Agnès est vite persuadée que la disparition du cinéaste n’est pas un accident. Le voyage semble avoir été plus compliqué que d’habitude, les relations avec les autochtones plus tendues. Des détails troublants sèment le doute. Et surtout, il manque deux cassettes, potentiellement porteuses d’informations cruciales sur la disparition du globe-trotter. Flanquée d’un stagiaire lourdingue (Léon Plazol) et d’un flic lunaire (Max Boublil), elle décide de mener son enquête, d’abord à distance, depuis sa table de montage, puis sur place.

L’idée n’était pas forcément mauvaise en soi. Mixer images documentaires et enquête fictionnelle sur des terres ayant nourri les fantasmes littéraires et cinématographiques de plusieurs générations de spectateurs, notamment à travers les histoires de vampires, de comtesses sanglantes et autres créatures démoniaques, aurait pu donner un drôle de  documenteur. Le problème, c’est que la partie fictionnelle de  J’irai mourir dans les Carpates est extrêmement balourde, ni vraiment drôle, ni vraiment palpitante. Si Alice Pol fait beaucoup d’efforts pour faire exister son personnage, elle peine à porter le film sur ses seules épaules, et elle n’est pas du tout aidée par ses partenaires, qui ont des rôles ridicules. A quoi sert le personnage du stagiaire? Il est tellement insignifiant (et agaçant) qu’il disparaît à mi-parcours. A quoi sert le personnage de Max Boublil? Il n’est pas vraiment développé, pas très drôle et sa fonction dans l’intrigue est réduite au strict minimum… De toute façon, l’intérêt du film était à trouver ailleurs. Dans le décor des Carpates, ses légendes, ses histoires terrifiantes… Las, Antoine de Maximy ne les exploite que dans une pauvre séquence qui ferait presque passer Les dents de la nuit ou Les Charlots contre Dracula pour des chefs-d’oeuvres du fantastique! Même le Château de Dracula est filmé de loin, sans être exploité. Un comble! Le cinéaste explique son choix en direct dans le film : “C’est un truc pour touristes! Très peu pour moi!”. D’accord, cher Antoine, mais à ce moment-là, pourquoi avoir choisi une trame de comédie populaire pour votre film? Pourquoi en faire le truc le plus grand public possible? C’est sûr qu’une telle intrigue ne va pas fatiguer les neurones des spectateurs, ni terroriser un public familial… Mais bon… c’est un peu léger quand même.

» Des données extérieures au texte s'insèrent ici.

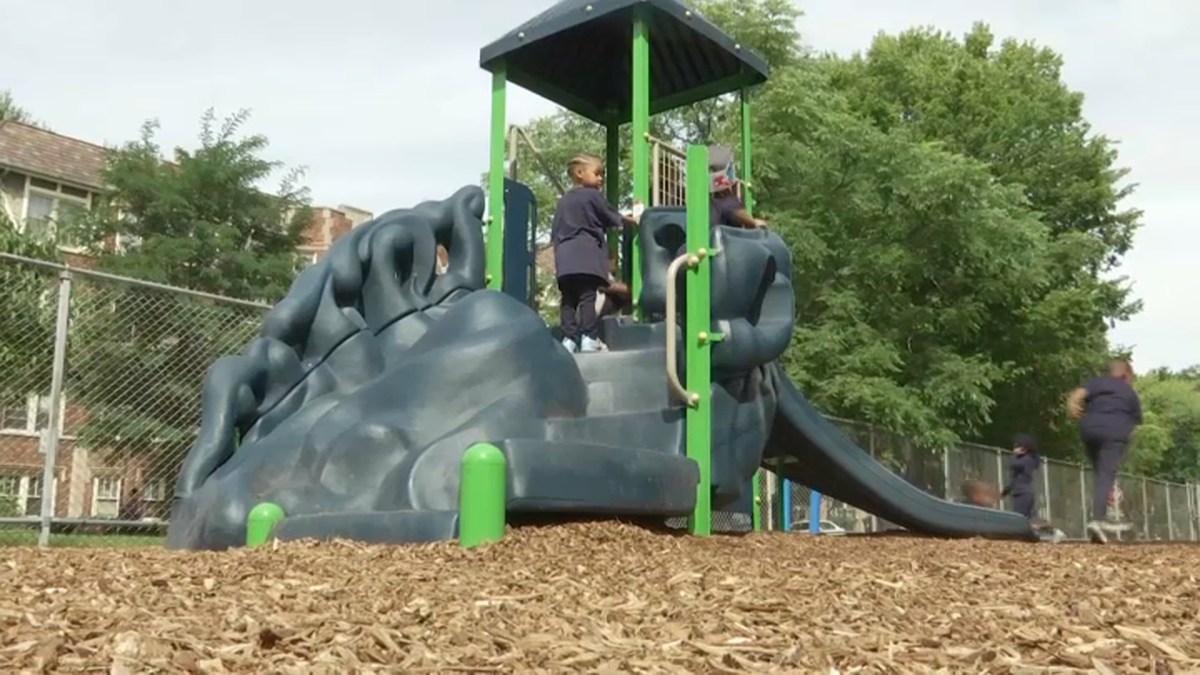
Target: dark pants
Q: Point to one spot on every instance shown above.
(1105, 453)
(577, 311)
(1024, 503)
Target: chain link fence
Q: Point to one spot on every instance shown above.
(100, 398)
(1155, 509)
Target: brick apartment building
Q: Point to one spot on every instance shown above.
(43, 175)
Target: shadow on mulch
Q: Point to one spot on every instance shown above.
(606, 597)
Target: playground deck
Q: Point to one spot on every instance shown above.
(606, 598)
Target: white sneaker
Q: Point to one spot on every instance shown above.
(592, 345)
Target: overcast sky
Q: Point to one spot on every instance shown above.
(385, 105)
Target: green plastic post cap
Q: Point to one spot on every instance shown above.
(261, 523)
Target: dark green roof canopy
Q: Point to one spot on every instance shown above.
(579, 54)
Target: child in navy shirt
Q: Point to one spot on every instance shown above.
(726, 208)
(1109, 410)
(581, 251)
(1020, 477)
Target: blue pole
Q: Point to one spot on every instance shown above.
(786, 517)
(815, 513)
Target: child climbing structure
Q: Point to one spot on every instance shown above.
(387, 402)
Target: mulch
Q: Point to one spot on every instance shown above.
(606, 597)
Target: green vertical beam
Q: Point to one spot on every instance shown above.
(612, 179)
(641, 150)
(495, 264)
(699, 340)
(483, 495)
(747, 154)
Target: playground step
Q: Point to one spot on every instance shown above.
(660, 430)
(629, 395)
(382, 527)
(631, 364)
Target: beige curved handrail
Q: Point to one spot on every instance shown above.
(691, 399)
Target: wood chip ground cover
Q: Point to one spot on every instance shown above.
(606, 598)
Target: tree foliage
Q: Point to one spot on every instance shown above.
(29, 308)
(1168, 443)
(1007, 107)
(201, 222)
(951, 214)
(11, 111)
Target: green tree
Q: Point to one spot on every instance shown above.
(199, 222)
(1008, 107)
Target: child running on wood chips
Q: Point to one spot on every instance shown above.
(581, 251)
(1020, 488)
(1109, 411)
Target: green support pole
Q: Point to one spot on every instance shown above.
(756, 514)
(612, 181)
(495, 264)
(483, 496)
(699, 339)
(261, 524)
(747, 154)
(641, 150)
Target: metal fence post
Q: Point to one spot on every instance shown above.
(870, 447)
(1083, 499)
(946, 472)
(1145, 508)
(1170, 521)
(1192, 511)
(1045, 490)
(1000, 470)
(51, 446)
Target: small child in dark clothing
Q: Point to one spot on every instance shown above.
(726, 208)
(1020, 477)
(581, 251)
(1109, 410)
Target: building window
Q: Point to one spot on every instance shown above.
(106, 496)
(49, 205)
(25, 417)
(21, 496)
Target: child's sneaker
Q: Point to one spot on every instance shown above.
(592, 345)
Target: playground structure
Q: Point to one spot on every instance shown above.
(388, 402)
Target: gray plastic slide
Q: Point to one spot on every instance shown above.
(809, 449)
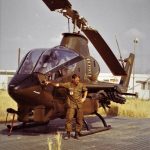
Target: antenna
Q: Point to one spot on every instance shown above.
(122, 61)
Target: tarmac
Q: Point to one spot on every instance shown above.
(125, 134)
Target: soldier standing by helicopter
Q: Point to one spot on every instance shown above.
(76, 96)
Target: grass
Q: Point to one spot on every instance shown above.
(55, 143)
(132, 108)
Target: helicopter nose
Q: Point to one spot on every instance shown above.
(13, 88)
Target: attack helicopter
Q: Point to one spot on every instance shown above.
(39, 103)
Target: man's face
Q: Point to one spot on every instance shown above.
(76, 80)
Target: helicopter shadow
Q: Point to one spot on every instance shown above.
(53, 127)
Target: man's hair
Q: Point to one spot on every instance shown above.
(75, 76)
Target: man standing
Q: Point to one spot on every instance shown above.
(76, 97)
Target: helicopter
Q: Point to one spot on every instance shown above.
(39, 103)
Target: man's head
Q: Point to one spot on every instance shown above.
(75, 79)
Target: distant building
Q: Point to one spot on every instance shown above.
(5, 77)
(141, 82)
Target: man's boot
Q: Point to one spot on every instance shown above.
(67, 136)
(76, 135)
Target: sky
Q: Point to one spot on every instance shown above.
(28, 24)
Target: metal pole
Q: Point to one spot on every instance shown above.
(19, 51)
(135, 42)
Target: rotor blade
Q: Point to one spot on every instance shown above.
(105, 52)
(57, 4)
(95, 38)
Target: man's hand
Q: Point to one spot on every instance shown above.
(83, 99)
(46, 82)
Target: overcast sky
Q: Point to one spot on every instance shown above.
(29, 24)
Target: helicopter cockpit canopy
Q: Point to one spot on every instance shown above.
(48, 60)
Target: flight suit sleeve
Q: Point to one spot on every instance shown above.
(65, 85)
(84, 88)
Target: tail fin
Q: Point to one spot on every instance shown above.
(124, 81)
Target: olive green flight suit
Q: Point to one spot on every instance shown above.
(74, 105)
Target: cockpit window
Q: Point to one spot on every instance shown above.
(30, 62)
(54, 58)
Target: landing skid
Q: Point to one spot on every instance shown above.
(100, 129)
(23, 126)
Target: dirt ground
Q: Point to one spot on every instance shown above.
(125, 134)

Reste la partie “documentaire”, qui est probablement elle aussi intégralement mise en scène. Dommage, car il y avait moyen d’explorer différemment le folklore des Carpates, de s’intéresser vraiment à ses habitants.

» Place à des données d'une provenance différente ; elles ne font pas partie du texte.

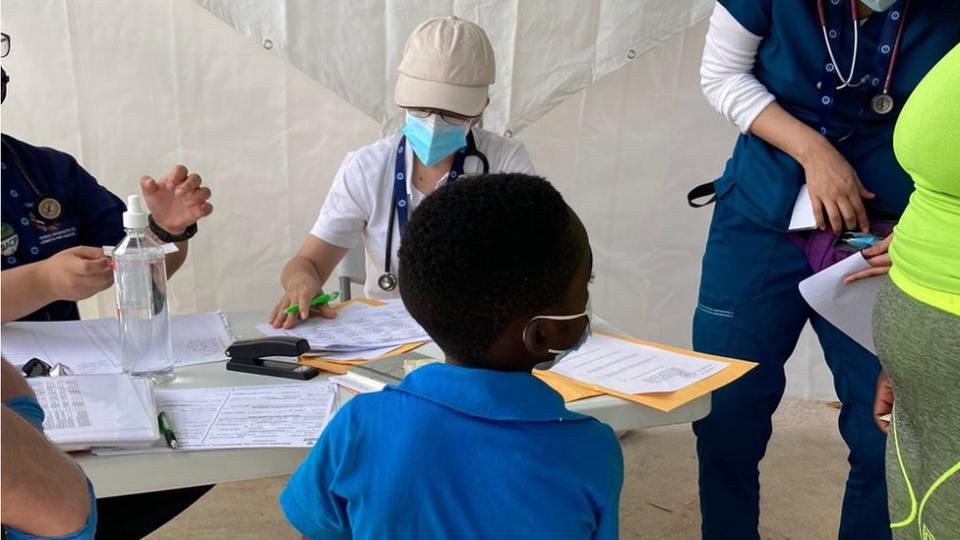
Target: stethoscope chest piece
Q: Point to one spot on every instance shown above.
(387, 281)
(48, 209)
(881, 103)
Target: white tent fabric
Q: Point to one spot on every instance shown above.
(132, 88)
(354, 48)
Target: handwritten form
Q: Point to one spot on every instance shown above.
(633, 368)
(93, 346)
(96, 410)
(271, 416)
(848, 307)
(357, 326)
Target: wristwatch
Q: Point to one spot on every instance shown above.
(166, 236)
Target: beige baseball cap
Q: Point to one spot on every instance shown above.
(447, 64)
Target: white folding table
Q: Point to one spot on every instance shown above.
(138, 473)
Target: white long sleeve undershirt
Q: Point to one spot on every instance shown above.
(726, 70)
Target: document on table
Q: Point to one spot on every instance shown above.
(358, 326)
(270, 416)
(93, 346)
(82, 411)
(802, 218)
(848, 307)
(633, 368)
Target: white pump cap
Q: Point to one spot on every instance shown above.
(136, 215)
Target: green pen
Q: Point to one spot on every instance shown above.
(166, 429)
(317, 300)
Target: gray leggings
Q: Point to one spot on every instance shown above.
(919, 347)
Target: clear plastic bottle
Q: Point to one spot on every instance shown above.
(140, 275)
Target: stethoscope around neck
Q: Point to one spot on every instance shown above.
(881, 103)
(401, 200)
(48, 209)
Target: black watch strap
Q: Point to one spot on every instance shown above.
(166, 236)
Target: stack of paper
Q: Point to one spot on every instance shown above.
(93, 346)
(85, 411)
(271, 416)
(360, 331)
(802, 218)
(848, 307)
(651, 374)
(633, 368)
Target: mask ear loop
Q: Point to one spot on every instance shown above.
(586, 313)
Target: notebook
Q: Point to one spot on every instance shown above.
(86, 411)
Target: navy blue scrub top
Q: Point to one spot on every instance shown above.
(90, 215)
(790, 62)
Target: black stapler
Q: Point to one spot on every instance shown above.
(248, 356)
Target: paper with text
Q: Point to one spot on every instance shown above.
(96, 410)
(633, 368)
(357, 327)
(848, 307)
(270, 416)
(93, 346)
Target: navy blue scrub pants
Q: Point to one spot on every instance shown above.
(750, 308)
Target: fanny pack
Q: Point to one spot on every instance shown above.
(824, 248)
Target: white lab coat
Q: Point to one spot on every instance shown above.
(358, 204)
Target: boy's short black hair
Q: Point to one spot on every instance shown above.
(481, 251)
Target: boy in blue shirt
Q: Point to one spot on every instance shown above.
(495, 269)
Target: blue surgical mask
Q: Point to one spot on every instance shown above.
(561, 353)
(433, 139)
(878, 5)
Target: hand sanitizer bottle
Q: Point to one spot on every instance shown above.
(140, 274)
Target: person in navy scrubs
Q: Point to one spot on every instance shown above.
(56, 219)
(815, 87)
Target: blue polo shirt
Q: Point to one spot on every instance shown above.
(790, 62)
(456, 452)
(90, 215)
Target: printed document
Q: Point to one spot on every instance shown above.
(271, 416)
(93, 346)
(357, 327)
(848, 307)
(633, 368)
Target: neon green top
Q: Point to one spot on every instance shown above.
(926, 244)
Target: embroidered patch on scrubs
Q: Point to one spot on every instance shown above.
(11, 240)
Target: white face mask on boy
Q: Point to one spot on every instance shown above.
(561, 353)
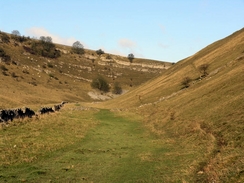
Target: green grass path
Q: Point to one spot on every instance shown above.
(118, 149)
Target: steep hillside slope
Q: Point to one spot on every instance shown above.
(206, 119)
(27, 78)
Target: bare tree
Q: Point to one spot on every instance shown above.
(15, 33)
(131, 57)
(203, 69)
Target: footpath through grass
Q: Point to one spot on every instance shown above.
(118, 149)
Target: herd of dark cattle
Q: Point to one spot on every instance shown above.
(11, 114)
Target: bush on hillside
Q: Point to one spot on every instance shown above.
(44, 47)
(131, 57)
(100, 52)
(117, 89)
(4, 56)
(4, 37)
(17, 37)
(186, 82)
(78, 48)
(203, 69)
(100, 83)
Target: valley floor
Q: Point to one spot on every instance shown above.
(86, 146)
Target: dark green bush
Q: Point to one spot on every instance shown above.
(100, 83)
(117, 88)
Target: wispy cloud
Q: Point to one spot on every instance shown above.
(37, 32)
(164, 46)
(162, 28)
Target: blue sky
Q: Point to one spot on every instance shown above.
(166, 30)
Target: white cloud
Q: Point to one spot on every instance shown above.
(37, 32)
(161, 45)
(162, 28)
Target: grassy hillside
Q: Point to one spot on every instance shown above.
(28, 78)
(182, 133)
(206, 119)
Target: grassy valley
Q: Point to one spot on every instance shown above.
(33, 79)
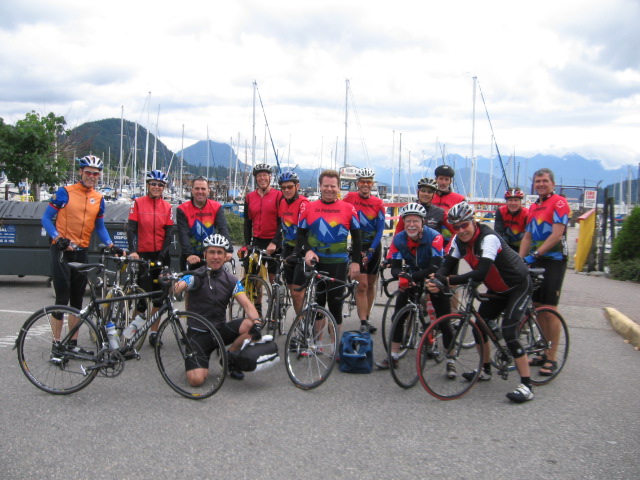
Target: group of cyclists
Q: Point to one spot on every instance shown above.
(431, 236)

Désolé, mais on ne marche pas, cette fois. On laisse Antoine de Maximy et son équipe mourir de honte dans les Carpates pour nous avoir présenté un film aussi bâclé. Mais on espère une résurrection avec un vrai documentaire, qui permettra de retrouver tout ce que l’on aime habituellement chez le cinéaste, son regard à la fois amusé et tendre sur les gens qu’il rencontre, son envie de montrer ce qui constitue l’essence d’un pays et de ses habitants. Bref, tout ce qui nous manque ici.

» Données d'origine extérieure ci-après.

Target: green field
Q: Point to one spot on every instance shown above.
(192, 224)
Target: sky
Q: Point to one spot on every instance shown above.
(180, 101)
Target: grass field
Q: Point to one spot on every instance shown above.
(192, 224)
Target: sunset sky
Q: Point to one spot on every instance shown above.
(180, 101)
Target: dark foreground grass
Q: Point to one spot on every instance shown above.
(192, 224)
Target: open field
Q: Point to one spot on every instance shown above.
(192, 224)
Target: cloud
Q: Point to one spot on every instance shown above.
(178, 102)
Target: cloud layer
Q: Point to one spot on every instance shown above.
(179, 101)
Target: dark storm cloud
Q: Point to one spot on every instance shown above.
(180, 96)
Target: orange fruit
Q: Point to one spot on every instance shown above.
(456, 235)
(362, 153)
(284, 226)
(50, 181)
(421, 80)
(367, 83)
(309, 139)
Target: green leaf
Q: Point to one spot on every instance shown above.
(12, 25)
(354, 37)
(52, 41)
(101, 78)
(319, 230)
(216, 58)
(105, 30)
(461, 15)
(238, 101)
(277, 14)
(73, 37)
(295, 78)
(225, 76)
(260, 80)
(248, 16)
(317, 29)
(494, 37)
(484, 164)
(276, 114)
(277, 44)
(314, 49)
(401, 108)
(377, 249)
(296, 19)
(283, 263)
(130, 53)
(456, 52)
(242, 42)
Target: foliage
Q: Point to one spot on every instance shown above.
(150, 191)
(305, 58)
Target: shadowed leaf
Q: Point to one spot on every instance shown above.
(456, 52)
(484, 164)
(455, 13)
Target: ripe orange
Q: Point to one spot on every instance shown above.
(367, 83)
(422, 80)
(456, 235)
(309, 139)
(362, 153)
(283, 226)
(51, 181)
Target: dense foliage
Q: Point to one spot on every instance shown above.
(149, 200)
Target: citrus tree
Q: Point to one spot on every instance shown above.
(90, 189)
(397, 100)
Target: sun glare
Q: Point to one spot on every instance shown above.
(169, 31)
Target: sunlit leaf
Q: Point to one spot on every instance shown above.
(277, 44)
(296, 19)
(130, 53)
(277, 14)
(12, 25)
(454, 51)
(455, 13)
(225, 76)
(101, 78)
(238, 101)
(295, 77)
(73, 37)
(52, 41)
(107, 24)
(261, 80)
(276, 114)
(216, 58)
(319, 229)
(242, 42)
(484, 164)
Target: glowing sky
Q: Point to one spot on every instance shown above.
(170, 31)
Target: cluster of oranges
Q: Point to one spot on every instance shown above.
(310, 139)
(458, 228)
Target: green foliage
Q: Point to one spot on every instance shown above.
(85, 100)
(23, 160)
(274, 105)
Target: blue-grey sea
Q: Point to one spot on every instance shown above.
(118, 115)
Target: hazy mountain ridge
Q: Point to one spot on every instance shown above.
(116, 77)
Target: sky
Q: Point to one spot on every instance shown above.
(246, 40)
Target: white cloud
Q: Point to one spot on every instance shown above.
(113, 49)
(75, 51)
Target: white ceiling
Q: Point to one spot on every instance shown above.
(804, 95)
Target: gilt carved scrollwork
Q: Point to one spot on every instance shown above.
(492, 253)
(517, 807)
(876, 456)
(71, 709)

Crédits photos : Copyright Marie Augustin – Rouge International – Bonne Pioche Cinéma – France 2 Cinéma – BNP Paribas Pictures – Apollo Films – 2020


J’irai mourir dans les Carpates
J’irai mourir dans les Carpates
Réalisateur : Antoine de Maximy
Avec : Antoine de Maximy, Alice Pol, Max Boublil, Léon Plazol, Stephan Wojtowicz, Alexandre Ionescu
Origine : France
Genre : J’irai dormir chez vous plutôt que d’écrire un scénario
Durée : 1h36
date de sortie France : 16/09/2020
Contrepoint critique :
“Le film rappelle parfois les pérégrinations des comédies de Philippe de Broca, du Magnifique à L’Homme de Rio ou Les Tribulations d’un Chinois en Chine… En cela, Antoine de Maximy demeure un incorrigible optimiste. Voilà qui fait du bien en ces temps incertains.”